In computer graphics, z-buffering is the management of image depth coordinates in three-dimensional (3-D) graphics, usually done in hardware, sometimes in software. It is one solution to the visibility problem, which is the problem of deciding which elements of a rendered scene are visible, and which are hidden. The painter's algorithm is another common solution which, though less efficient, can also handle non-opaque scene elements.

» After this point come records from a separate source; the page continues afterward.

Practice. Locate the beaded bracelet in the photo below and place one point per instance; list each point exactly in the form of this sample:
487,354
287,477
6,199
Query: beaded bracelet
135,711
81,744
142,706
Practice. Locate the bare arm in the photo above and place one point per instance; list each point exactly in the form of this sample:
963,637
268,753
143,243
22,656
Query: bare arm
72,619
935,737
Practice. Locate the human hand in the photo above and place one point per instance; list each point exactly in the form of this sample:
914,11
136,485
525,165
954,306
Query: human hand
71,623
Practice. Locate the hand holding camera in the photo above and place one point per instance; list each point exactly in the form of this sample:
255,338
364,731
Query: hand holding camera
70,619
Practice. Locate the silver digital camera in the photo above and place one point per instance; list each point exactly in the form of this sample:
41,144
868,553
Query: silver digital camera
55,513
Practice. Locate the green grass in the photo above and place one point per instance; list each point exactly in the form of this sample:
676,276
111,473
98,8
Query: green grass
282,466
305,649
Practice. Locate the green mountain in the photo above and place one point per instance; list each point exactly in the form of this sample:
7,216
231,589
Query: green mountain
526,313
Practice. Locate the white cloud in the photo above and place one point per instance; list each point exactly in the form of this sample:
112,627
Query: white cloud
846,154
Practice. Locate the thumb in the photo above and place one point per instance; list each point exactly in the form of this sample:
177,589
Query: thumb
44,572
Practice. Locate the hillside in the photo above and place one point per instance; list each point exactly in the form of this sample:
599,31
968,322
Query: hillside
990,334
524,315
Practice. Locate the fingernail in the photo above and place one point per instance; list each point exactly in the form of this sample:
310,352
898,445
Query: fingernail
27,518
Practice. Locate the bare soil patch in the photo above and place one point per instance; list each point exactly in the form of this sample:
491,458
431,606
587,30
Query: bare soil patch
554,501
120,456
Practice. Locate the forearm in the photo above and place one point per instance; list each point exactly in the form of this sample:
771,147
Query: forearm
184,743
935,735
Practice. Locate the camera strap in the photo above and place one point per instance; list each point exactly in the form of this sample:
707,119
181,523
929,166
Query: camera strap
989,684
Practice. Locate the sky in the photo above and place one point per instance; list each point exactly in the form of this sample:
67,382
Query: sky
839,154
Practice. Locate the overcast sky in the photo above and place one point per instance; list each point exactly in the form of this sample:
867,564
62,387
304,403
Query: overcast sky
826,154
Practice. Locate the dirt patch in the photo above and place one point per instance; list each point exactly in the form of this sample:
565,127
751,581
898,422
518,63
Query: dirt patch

When an object is rendered by a 3D graphics card, the depth of a generated pixel (z coordinate) is stored in a buffer (the z-buffer). This buffer is usually arranged as a two-dimensional array (x-y) with one element for each screen pixel. If another object of the scene must be rendered in the same pixel, the graphics card compares the two depths and chooses the one closer to the observer. The chosen depth is then saved to the z-buffer, replacing the old one. In the end, the z-buffer will allow the graphics card to correctly reproduce the usual depth perception: a close object hides a farther one.
The granularity of a z-buffer has a great influence on the scene quality: a 16-bit z-buffer can result in artifacts (called "z-buffer fighting") when two objects are very close to each other. A 24-bit or 32-bit z-buffer behaves much better. An 8-bit z-buffer is almost never used since it has too little precision.
Additionally, precision in the z-buffer distance values is not spread evenly over distance. Nearer values are much more precise (and hence can display closer objects more properly) than values which are farther away. Generally, this is desirable, but sometimes it will cause artifacts to appear as objects become more distant. A variation on z-buffering which results in more evenly distributed precision is called w-buffering.
At the start of a new scene, the z-buffer must be cleared to a defined value, usually 1.0, because this value is the upper limit (on a scale of 0 to 1) of depth, meaning that no object is present at this point through the viewing frustum.
The invention of the z-buffer concept is most often attributed to Edwin Catmull.